Pedestrian footbridge to the Toronto Islands an ongoing debate amongst residents

The Toronto Islands are the largest green space available for many downtown dwellers, but instead of using the ferry, what if one could walk or bike over? The Green Line's Anita Li talks to area residents about the idea.

By Mahdis Habibinia, Aloysius Wong and Anita Li of The Green Line

The Toronto Islands are the largest green space available for many downtown dwellers, but instead of using the ferry to travel to the islands, what if one could walk or bike over?

That is the idea behind a proposed pedestrian lift bridge about 250 metres long that would stretch from the Port of Toronto to Ward’s Island.

Local resident April Engelberg has been an advocate for the footbridge, saying it would give Torontonians free access to the islands and another option for those who live on the Islands.

“This is a really underutilized space. Like you can look around, it’s cement trucks, but this space is very valuable. We’re just a short walk from the downtown core,” said Engelberg, about where the bridge would start on the Port of Toronto.

The Toronto Islands are part of the neighbourhood of St. Lawrence-East Bayfront-The Islands, part of one of the fastest growing areas of Toronto. But the majority of residents don’t have their own backyards.

“I think especially living downtown, the lifestyle can feel very isolated, very much so. Living in larger high-rise buildings, especially seeing more of those downtown,” said another resident Nadia Gilani. “Really having that ability to go out outside and spend some more time in the sun and talk to people is just really great for everyone’s mental health.”

The idea of erecting a bridge to the islands has been floated around before.
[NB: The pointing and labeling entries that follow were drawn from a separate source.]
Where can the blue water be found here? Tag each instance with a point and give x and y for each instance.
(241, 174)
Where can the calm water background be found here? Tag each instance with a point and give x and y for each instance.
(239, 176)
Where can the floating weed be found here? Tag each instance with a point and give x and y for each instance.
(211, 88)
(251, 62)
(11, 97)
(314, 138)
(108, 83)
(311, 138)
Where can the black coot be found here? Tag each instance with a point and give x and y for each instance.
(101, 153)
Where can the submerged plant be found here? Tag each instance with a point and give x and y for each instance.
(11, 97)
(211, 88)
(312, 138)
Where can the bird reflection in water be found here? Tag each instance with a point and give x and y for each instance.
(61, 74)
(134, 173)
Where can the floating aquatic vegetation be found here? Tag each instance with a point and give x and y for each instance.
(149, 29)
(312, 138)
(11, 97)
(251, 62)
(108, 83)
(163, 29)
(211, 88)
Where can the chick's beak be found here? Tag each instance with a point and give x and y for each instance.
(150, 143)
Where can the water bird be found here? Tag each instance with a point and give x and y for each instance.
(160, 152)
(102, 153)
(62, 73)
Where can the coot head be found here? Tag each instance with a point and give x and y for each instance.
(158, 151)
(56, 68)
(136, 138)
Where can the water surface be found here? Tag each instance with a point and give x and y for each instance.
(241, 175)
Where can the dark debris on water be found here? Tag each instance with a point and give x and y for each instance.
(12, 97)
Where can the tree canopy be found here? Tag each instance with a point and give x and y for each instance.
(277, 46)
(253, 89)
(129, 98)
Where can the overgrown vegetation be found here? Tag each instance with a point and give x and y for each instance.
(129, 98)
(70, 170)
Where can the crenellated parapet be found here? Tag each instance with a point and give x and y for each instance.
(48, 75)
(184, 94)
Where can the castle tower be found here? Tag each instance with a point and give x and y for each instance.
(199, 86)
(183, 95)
Some people loved the proposal, some hated it and others like Tony Farebrother, chair of the Toronto Island Community Association, are open to the idea with caveats.

““We’re glad to share the islands, if you are in our area, with [other] people because it is a special place, it is kind of a magical place,” said Farebrother.

But he adds the islands are a “fairly fragile place,” and Farebrother is concerned the needs of the islands will be ignored if more people have access.

“People shouldn’t be coming to drink and party or whatever, like no care for the environment. It’s not something that [the islands] can easily recover from that type of damage.”

Paula Fletcher, city councillor for Toronto-Danforth where the bridge would begin, said she believes the idea is forward-looking.

But she doesn’t think the bridge can be built right now, while resources are focused on revitalizing the Port Lands and the islands.

“All of our discussions have been really focused on getting this built, getting the river built, getting the islands built, getting the park built. So the footbridge idea is not front and center for any thinking on the waterfront at the moment,” said Fletcher.

Many Torontonians living downtown agree on one thing, though. While most people appreciate green spaces — including the islands — not everyone can easily access them.

“I think it’s well recognized that there is a lack of green space. And that especially in the group in the east downtown,” said Farebrother.